Being a Better Leader

 

It may seem that leaders get all of the credits without having to share the pain. But great leaders know there is more to their work than visible. So much of what it takes to be a leader often goes unnoticed. The behind the scenes and after-hours, the tough decisions that need to be made, everything! Leading a distributed team is rewarding. But incredibly challenging too, especially because we care deeply about our colleagues. It is hardly easy to give honest feedback to people you really care about. It is even harder to part ways, regardless of the situation. The real truth is that leaders experience many joyful moments, along with moments of disappointment. The ongoing learning process makes one a better leader. Anyone who aspiring leadership must push on and allow challenges to shape them. Here are some of the tough lessons that every great leader will learn:

1. Trust takes time and energy.

Do not assume trust will occur naturally over time. Being likable is not the same as being trusted. You will realize that you can spend your time and energy trying to be liked or you can invest in being a trustworthy and effective leader. But you cannot do both.

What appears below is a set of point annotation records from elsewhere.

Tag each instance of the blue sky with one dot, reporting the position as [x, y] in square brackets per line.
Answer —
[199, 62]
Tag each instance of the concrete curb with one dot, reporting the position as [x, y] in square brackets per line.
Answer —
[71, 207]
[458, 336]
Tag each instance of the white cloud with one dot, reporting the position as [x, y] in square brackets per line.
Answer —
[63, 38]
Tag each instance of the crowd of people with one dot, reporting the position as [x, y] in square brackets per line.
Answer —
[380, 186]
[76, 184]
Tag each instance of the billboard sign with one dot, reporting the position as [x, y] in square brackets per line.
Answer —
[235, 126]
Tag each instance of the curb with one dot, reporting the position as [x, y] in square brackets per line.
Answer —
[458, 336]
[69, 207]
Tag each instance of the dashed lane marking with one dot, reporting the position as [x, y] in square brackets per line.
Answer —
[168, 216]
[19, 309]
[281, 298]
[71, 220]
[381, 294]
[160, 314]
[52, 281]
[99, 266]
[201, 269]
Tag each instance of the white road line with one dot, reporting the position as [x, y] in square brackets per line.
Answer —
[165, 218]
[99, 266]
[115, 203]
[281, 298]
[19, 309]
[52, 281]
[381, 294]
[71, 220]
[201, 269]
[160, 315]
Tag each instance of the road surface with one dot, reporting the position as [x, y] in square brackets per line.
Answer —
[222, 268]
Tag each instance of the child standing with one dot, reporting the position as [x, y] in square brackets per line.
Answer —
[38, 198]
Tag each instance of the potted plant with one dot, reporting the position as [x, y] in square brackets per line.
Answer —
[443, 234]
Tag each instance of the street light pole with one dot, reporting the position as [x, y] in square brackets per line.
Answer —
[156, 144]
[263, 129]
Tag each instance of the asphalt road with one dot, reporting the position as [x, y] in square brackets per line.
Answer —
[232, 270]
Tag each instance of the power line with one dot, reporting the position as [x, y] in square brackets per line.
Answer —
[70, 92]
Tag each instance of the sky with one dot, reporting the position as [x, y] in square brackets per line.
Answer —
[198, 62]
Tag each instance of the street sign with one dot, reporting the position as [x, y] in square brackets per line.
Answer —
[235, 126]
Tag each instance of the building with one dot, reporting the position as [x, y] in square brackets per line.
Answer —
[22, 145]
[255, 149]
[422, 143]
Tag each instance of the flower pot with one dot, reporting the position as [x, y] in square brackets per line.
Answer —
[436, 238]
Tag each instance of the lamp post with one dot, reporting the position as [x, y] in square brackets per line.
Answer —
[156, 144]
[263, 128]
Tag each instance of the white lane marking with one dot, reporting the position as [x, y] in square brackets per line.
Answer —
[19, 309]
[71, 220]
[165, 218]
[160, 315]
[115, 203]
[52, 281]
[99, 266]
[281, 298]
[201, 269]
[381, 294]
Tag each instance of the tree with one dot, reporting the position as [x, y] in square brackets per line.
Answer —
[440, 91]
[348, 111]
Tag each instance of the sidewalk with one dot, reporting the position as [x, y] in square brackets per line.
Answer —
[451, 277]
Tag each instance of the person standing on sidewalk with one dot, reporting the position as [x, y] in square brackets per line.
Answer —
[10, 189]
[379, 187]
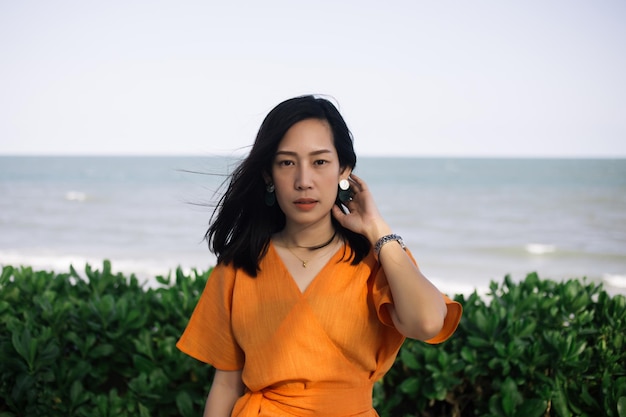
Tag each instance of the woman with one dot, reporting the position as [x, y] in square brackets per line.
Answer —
[312, 295]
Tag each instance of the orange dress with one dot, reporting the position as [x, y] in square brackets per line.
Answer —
[311, 353]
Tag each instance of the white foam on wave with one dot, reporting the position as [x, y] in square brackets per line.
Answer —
[615, 280]
[75, 196]
[539, 248]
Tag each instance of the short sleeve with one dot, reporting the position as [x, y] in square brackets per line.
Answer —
[208, 336]
[382, 296]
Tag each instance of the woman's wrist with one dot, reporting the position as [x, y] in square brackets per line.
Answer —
[384, 240]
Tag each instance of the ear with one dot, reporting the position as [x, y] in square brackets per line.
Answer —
[345, 172]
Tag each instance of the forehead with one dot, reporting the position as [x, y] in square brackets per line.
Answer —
[308, 134]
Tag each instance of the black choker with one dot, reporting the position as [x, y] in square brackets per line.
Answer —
[323, 245]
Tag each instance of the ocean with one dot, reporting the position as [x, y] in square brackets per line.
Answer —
[467, 221]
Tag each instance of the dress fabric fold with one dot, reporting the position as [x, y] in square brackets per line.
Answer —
[315, 352]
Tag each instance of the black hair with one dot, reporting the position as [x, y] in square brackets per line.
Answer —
[242, 224]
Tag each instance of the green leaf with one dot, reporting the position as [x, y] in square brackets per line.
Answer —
[410, 386]
[7, 271]
[621, 407]
[184, 404]
[532, 408]
[102, 350]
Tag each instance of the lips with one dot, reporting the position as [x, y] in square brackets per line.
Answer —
[305, 203]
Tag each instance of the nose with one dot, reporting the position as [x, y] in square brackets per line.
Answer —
[303, 178]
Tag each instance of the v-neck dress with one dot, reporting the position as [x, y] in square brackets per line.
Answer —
[316, 352]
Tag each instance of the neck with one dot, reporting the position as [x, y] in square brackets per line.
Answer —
[309, 239]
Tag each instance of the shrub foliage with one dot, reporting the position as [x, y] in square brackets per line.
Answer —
[102, 344]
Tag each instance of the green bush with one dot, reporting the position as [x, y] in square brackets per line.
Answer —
[101, 344]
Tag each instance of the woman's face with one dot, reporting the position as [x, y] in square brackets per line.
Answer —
[306, 172]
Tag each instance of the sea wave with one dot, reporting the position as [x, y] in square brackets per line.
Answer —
[75, 196]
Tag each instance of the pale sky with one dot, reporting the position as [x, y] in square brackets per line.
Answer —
[423, 78]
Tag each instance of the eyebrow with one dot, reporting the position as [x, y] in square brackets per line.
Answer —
[314, 153]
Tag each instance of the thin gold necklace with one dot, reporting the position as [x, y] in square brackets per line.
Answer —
[299, 258]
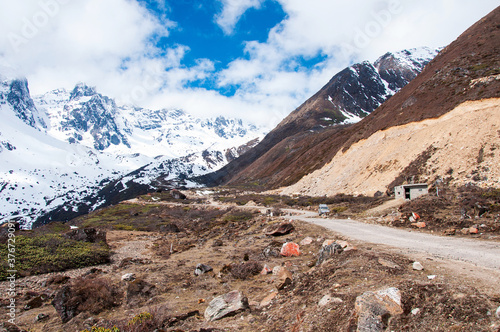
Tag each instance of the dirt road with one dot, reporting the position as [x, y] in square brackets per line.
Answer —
[485, 254]
[478, 252]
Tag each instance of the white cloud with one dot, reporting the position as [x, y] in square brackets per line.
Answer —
[112, 44]
[232, 10]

2. Kindness is underrated.

You may think that your leadership position gives you license to say or do whatever you want. But a single careless comment can cause a lot of havoc. Showing kindness may be an underrated but is necessary. It can transform how you lead your team and send a clear message for how they should treat each other.

3. Words are hollow.

Your words are meaningless unless you follow through with action. So work on goals and your commitments. Proving yourself will inspire your team to support your plan and to be part of making it a success.

4. Status quo is safe.

This truth is especially tough for leaders who join a new organization. There are many others when a new leader starts who are more comfortable maintaining the status quo than embracing new challenges. You may need to evaluate your team and make some tough choices about who can break free and strive to keep getting better.

5. Power trips ensue.

Power can go to your head if you are not constantly vigilant. And even still you will have moments where ego bests humility. Good leaders invest in a daily effort to be humble and consider the work that each person is contributing. Practice putting the needs of the team before your own. The less time you spend thinking about yourself, the better. 

6. Not everyone is to stay.

You do your best to earn trust, follow through on your plans and treat others with kindness. Yet this does not ensure that everyone will stay in your organization. People leave for personal reasons or because they cannot accept change or challenges. Your job is to accept it, ensure that the person’s departure does not disrupt others, and move forward.